4.3 Interprétations, conclusion

Même si la participation à l’enquête était facultative, le très faible taux de refus s’explique par la « fuite » que permet le questionnaire lors de son « remplissage » en début de séance, il constituait alors une protection. Les refus (qui restent faibles) se traduisent par les non-réponses à chaque question.

L’AFCM a permis d’identifier deux modes de fonctionnement des stagiaires, les « victimes » et les « coupables ». Les premiers vont jusqu’au déni total et développent un « syndrome de Caliméro », refusant de prendre conscience du temps qui passe. Leur discours est ponctué de nostalgie. Ils ont arrêté le temps et veulent bénéficier des avantages de ce siècle sans en supporter les conséquences. Leur présence en stage est due, selon eux, au manque de chance et aux événements extérieurs (locus externe), mais en rien à leur comportement. En revanche les « coupables » sont conscients de leur jeu dangereux avec les règles, se justifient derrière leur place sociale et leurs contraintes, auxquelles ils adhèrent. L’ensemble des facteurs liés à leur classe sociale se transpose directement sur la route, comme si les responsabilités dans la vie professionnelle faisaient du sujet quelqu’un d’important qui possède un pouvoir et une place sur la route supérieurs aux autres.

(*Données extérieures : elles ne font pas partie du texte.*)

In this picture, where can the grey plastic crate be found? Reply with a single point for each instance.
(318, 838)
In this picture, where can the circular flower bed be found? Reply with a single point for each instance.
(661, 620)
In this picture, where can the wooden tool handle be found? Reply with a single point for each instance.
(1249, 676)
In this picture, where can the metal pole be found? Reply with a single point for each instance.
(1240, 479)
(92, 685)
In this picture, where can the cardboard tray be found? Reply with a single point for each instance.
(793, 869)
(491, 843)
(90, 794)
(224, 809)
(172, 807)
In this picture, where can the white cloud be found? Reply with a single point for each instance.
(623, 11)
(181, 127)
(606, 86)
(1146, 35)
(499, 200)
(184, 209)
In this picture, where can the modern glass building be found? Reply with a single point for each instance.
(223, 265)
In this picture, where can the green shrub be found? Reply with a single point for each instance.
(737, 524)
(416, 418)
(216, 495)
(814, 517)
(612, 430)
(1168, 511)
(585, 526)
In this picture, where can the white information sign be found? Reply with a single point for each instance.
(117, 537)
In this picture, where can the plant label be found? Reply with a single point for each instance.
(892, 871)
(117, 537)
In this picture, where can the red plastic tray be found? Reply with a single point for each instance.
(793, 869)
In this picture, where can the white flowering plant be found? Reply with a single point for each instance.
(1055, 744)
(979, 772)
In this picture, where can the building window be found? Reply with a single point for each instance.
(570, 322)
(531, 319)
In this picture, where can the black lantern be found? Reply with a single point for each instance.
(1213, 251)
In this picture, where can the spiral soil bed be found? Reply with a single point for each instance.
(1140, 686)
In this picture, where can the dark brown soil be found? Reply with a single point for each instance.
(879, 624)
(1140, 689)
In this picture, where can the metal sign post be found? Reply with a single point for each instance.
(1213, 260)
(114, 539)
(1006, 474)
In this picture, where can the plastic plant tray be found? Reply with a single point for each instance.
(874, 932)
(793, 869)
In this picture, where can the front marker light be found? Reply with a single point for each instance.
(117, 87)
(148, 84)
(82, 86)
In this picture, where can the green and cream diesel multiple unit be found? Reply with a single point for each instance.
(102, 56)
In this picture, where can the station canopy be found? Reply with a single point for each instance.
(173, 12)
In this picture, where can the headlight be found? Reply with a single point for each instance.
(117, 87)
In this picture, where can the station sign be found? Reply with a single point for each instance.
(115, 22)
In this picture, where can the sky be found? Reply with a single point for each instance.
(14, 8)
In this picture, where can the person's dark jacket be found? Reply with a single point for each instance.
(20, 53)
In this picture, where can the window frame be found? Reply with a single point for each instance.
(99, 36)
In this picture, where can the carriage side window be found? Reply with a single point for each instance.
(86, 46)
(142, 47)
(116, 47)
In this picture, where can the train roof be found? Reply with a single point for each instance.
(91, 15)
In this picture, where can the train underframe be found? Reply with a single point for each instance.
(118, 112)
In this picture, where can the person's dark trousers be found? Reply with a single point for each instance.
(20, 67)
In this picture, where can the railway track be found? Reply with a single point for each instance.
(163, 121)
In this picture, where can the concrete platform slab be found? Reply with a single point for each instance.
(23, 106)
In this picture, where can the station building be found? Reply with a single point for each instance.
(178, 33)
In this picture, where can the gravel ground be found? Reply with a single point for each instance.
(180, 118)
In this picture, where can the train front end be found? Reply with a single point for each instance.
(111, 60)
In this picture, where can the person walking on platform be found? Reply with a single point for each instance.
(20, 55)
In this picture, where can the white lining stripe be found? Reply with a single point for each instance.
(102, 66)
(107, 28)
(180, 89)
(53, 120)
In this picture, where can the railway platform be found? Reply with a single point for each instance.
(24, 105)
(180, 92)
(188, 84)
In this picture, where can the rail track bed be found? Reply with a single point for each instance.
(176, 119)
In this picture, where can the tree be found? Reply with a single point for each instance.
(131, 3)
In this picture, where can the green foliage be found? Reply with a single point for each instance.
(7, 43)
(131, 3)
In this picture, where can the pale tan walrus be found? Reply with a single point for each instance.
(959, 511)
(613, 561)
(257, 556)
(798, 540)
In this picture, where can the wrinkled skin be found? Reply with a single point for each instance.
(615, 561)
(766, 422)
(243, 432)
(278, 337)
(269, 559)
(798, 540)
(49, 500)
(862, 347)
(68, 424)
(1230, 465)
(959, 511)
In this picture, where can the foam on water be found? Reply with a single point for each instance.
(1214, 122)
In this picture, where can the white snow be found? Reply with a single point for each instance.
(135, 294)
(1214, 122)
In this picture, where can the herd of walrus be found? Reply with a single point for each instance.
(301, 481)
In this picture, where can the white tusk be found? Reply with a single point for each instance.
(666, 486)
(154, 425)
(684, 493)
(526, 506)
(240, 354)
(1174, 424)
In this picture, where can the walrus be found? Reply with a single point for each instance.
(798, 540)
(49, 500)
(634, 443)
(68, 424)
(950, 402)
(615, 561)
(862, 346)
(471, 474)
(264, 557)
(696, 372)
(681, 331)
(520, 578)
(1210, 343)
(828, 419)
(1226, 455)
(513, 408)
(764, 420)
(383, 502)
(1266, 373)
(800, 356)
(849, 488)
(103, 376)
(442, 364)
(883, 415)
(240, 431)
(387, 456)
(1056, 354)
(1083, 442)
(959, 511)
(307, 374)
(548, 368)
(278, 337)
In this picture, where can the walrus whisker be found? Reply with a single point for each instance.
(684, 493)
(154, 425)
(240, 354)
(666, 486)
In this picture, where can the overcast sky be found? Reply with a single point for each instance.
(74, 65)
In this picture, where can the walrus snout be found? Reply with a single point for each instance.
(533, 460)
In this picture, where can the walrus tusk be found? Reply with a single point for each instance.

Ulleberg (Ulleberg and Rundmo 2003) distingue deux groupes de preneurs de risque : les premiers favorisent les activités de désinhibition, les seconds la valorisation d’eux même. Les premiers possèdent un ajustement psychologique défaillant (anxiété, dépression, pessimisme, faible estime de soi) et favorisent une recherche de sensations, en particulier dans des activités de désinhibition (alcool, drogue, sexualité débridée…) ; ces sujets s’adonnent à des activités qui captent leur attention. Il s’agit d’une « fuite » de la conscience de soi. Dans notre échantillon (neuroticisme moyen) ce type n’est pas plus représenté que dans la population générale. En revanche les stagiaires « coupables » font partie du deuxième groupe identifié par Ulleberg, soit celui des individus « bien équilibrés » psychologiquement, avec une meilleure estime d’eux-mêmes que la moyenne. Ils recherchent dans les activités à sensations une valorisation qu’ils n’ont pas assez ailleurs, à leur goût. Ils sont dans une logique de compensation, nécessaire à la préservation d’une bonne image de soi. Ici le mode de fonctionnement est du registre de la construction de soi, par la maîtrise des situations. L’inscription dans le registre de la construction illustre le caractère très puéril des stagiaires en formation PAP.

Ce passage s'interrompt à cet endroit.